Di Margherita Rovida

Pubblicato il 01 Giu. 2020

Vista la mancanza di trattamenti risolutivi per la demenza, l’OMS sottolinea l’importanza di focalizzarsi sulla riduzione dei fattori di rischio di demenza, o, specularmente, sullo sviluppo dei fattori di protezione.

 

La popolazione italiana sta invecchiando: questa considerazione, ormai parte del dibattito pubblico, è supportata dai dati Istat. Per citarne alcuni, la percentuale di individui di età superiore ai 65 anni in Italia nel 2019 era del 22,8%; quella di bambini e adolescenti fino ai 14 anni era pari al 13,2%. L’indice di vecchiaia, pari al 173.1%, ribadisce l’invecchiamento della popolazione italiana.

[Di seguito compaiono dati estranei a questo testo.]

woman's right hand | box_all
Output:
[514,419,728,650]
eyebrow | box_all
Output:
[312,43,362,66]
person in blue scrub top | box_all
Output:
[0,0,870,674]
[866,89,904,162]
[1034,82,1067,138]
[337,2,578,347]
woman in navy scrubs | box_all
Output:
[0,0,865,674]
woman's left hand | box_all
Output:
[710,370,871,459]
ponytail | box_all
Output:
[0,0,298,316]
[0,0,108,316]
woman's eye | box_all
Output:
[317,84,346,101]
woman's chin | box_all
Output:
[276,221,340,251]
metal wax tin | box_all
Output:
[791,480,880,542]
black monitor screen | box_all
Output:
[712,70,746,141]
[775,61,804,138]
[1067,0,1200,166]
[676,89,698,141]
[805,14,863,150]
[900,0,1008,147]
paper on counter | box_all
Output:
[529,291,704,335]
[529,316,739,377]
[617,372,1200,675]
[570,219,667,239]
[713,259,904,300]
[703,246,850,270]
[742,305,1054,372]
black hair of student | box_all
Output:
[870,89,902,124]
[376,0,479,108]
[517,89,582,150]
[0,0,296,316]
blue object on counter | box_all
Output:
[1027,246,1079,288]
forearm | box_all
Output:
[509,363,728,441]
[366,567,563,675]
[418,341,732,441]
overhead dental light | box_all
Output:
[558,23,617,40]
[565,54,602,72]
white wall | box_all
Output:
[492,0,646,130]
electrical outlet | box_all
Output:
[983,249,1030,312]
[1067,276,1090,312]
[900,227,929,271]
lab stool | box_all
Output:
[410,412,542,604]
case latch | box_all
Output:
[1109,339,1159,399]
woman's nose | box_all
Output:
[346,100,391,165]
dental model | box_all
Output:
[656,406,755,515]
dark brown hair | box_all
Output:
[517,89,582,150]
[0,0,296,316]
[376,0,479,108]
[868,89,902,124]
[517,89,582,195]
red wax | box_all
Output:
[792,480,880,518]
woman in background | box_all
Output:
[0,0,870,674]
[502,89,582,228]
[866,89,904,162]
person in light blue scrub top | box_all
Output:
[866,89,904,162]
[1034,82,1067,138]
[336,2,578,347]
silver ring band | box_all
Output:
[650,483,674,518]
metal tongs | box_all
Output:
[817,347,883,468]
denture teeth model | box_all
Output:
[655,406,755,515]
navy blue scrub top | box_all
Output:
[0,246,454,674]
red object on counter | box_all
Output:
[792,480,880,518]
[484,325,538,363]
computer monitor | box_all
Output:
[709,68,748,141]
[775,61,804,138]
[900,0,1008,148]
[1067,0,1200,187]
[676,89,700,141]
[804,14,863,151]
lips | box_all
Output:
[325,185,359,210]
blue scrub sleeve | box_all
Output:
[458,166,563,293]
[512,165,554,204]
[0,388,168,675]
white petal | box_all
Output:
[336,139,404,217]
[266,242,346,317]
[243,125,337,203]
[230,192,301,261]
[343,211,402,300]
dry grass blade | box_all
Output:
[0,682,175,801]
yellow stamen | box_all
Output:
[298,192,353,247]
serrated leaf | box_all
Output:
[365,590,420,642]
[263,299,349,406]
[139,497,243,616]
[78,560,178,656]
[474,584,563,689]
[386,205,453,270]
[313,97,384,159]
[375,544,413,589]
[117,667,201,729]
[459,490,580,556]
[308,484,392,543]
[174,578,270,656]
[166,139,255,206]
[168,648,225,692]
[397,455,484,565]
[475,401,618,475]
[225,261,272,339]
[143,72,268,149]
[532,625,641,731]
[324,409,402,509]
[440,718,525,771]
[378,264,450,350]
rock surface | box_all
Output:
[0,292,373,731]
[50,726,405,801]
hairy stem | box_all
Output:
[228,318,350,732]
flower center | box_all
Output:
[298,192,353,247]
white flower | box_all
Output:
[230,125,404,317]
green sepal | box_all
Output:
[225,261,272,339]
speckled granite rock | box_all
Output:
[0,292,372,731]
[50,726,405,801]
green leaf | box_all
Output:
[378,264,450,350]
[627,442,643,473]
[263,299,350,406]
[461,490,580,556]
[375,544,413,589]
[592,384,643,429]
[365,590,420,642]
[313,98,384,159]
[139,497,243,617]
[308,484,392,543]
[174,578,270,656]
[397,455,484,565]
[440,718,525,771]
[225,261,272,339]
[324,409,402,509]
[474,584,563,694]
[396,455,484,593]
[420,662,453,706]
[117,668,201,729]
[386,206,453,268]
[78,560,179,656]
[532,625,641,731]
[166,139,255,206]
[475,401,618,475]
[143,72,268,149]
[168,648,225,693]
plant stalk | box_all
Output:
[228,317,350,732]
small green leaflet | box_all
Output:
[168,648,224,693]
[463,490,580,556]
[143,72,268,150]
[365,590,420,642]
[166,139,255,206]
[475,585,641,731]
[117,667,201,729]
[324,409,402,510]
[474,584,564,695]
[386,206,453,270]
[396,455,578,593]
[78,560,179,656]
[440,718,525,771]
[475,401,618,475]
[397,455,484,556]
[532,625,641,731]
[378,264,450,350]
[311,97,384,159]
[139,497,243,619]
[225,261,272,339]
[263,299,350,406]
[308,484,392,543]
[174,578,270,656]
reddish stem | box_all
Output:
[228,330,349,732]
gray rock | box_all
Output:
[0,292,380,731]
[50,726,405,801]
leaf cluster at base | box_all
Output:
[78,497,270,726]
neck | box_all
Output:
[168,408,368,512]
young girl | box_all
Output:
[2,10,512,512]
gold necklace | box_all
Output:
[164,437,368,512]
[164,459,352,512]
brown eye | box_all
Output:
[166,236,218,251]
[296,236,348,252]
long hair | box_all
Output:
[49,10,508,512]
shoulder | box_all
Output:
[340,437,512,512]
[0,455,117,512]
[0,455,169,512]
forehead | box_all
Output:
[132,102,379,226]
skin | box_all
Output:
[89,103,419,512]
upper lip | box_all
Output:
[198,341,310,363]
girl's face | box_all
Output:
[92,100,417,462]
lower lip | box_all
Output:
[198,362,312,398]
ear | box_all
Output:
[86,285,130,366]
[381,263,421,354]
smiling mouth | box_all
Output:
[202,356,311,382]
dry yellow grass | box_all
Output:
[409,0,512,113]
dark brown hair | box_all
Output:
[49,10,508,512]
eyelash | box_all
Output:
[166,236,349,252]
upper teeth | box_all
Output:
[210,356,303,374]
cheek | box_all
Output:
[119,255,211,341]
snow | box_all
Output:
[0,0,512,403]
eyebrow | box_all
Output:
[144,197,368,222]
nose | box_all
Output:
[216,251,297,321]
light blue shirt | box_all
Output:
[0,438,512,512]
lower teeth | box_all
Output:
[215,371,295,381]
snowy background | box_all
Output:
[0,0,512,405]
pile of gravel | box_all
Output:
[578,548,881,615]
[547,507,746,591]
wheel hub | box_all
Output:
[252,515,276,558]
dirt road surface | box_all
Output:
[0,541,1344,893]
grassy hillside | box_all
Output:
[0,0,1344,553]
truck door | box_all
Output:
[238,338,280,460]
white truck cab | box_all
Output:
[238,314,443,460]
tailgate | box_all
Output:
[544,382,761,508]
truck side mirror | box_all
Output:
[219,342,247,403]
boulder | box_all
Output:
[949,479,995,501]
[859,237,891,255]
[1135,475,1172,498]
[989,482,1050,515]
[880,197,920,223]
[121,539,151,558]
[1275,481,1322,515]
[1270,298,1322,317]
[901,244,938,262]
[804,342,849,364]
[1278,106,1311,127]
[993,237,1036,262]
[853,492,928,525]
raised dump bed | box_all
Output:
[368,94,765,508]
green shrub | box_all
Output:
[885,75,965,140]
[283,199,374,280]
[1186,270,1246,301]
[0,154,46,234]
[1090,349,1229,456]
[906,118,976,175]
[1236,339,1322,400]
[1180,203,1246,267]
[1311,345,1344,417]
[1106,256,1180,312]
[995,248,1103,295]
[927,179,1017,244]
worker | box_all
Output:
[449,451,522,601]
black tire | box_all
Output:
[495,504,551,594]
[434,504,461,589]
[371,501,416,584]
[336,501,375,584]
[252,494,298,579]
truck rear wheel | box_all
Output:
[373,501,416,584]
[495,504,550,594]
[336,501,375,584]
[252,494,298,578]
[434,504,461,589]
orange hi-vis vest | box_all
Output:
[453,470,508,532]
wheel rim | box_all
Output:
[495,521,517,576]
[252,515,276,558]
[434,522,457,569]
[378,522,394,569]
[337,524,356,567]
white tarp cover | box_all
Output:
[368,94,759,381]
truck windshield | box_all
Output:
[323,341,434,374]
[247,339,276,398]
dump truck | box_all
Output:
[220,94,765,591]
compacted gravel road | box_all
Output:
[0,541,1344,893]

Uno dei risvolti di questa situazione demografica è la presenza, in Italia, di oltre un milione di pazienti affetti da demenza. In aggiunta, la prevalenza delle demenze tenderà ad aumentare, con conseguenze sulla qualità della vita dei malati di demenza, dei loro familiari o caregiver e con conseguenze anche a livello economico (i costi annuali per la presa in carico di ciascun paziente variano tra i novemila e i sedicimila euro; Osservatorio Demenze Istituto Superiore di Sanità).

Considerando la mancanza di trattamenti risolutivi per queste patologie neurodegenerative, cioè che comportano la perdita o l’alterata funzione delle cellule nervose (Vallar e Papagno, 2018), l’OMS sottolinea l’importanza di focalizzarsi sulla riduzione dei fattori di rischio di demenza, o, specularmente, sullo sviluppo dei fattori di protezione.

Uno dei possibili fattori di protezione preso in considerazione attualmente nel dibattito scientifico è il bilinguismo. Un esempio è lo studio di Alladi e colleghi (2013), il quale ha mostrato che l’esordio della demenza risulta ritardato di 5 anni nei bilingui rispetto ai monolingui cresciuti nello stesso contesto culturale.

Tuttavia, i meccanismi neurali e cognitivi che spiegano come il bilinguismo possa agire da fattore di protezione per la demenza sono ancora incerti. Ossia: quali sono i cambiamenti a livello cerebrale e a livello del funzionamento cognitivo che rendono il bilinguismo un fattore di protezione rispetto all’invecchiamento sano e patologico?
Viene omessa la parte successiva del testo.